The remaining Republican candidates will continue to assert that Mr. Romney’s support of the individual insurance mandate in Massachusetts will undermine his ability to attack President Obama and the federal law in the general election. And Mr. Romney’s public comments on the federal law have given his opponents more ammunition, Dr. Hull said. Mr. Romney has used careful language in talking about what he would do about the ACA if elected, saying he would direct his Health and Human Services secretary to give all 50 states a waiver from the law’s requirements. That’s short of an outright repeal of the law, Dr. Hull said.
These charges are most likely to surface in Wisconsin, he said. "Wisconsin is kind of ground zero in the debate that is playing out in the U.S. over the role of government."
The ACA has been a polarizing issue in the state, said Larry Pheifer, executive director of the Wisconsin Academy of Family Physicians, which has members on both sides of the law.
The Wisconsin Academy of Family Physicians has tried to focus on advancing primary care and getting policy makers to address the workforce shortages in the state, Mr.
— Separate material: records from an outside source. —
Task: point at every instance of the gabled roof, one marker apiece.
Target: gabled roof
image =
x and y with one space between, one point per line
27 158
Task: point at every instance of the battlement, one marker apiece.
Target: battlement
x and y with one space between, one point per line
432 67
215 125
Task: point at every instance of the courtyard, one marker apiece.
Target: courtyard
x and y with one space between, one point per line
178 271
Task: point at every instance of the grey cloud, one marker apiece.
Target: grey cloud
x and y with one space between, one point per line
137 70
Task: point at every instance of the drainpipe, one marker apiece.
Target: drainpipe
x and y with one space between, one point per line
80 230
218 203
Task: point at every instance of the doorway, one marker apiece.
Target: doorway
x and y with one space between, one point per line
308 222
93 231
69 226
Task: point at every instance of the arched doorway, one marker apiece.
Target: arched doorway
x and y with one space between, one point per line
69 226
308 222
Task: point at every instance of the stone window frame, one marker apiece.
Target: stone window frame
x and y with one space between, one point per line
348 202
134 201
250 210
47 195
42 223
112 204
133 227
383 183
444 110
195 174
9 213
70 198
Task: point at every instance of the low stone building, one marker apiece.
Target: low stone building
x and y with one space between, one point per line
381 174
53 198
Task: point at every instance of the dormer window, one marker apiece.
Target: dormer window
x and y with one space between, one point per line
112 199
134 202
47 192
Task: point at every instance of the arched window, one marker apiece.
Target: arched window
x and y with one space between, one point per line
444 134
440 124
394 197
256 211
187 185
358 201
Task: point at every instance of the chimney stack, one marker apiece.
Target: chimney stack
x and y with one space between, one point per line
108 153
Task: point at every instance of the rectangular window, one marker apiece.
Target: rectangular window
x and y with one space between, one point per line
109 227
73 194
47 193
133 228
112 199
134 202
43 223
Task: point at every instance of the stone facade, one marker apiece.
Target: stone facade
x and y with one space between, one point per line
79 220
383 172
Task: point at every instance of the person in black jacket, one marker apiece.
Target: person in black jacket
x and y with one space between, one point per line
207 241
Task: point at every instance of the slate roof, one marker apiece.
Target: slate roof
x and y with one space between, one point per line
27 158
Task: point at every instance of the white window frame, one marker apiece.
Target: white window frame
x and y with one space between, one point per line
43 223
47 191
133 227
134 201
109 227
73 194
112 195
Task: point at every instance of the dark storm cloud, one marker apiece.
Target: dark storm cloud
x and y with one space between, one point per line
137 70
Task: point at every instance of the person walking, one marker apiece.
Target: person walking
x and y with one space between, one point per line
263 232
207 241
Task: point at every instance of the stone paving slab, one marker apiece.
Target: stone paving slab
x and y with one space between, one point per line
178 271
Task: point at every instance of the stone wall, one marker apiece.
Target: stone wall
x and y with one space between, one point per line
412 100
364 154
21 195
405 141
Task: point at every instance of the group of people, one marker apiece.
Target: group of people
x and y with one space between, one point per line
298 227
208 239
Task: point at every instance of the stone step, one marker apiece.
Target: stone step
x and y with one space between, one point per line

Pheifer said, through better reimbursement for the patient-centered medical home, loan forgiveness, and payment reform.
If health care is able to break through some of the other issues, Mr. Pheifer said he hopes that workforce issues will be part of the discussion.
Another hot-button health care issue that GOP candidates are likely to hear about when they arrive in Wisconsin is the future of Badgercare Plus, a state program that offers health insurance options for uninsured individuals and families who earn too much to qualify for Medicaid. The program, which was originally created as Badgercare in the late 1990s, was expanded in 2008.
Republican Gov. Scott Walker is seeking to raise premiums and tighten eligibility rules for Badgercare Plus to help close a budget shortfall in the state’s Medicaid program.
Mike Herl, chairman of the Republican party in Dane County, Wis., said the discussion surrounding Badgercare Plus is likely to feed into the larger debate over the ACA.
"We don’t want some behemoth program coming down our throats from the federal level," Mr. Herl said.
Gov. Walker opposes the ACA. When he took office in 2011, he immediately authorized the state’s attorney general to join the multistate lawsuit against the health law that was just heard by the Supreme Court. And in January, Gov. Walker refused to accept federal grant money to help establish a state-based health insurance exchange under the ACA.
The April 3 primary also includes GOP presidential contests in Maryland and the District of Columbia, two strongholds of support for Democrats.
Health care is likely to be dwarfed by the economy in these areas, said Elizabeth Rigby, Ph.D., an assistant professor of public policy at George Washington University, Washington. Although health care is a major issue in policy circles, it is not rising to the top of the list for voters.
"The economy is more what is driving people at this point," she said.
The other reason health care is unlikely to emerge as a key issue, Dr. Rigby said, is that D.C. and Maryland are moving forward with their implementation of the ACA with little or no resistance.
The rhetoric around repealing the ACA is unlikely to garner the same reaction in Maryland as in other places, said Gene M. Ransom III, CEO of the Maryland State Medical Society.
"I don’t see it as a big issue," he said.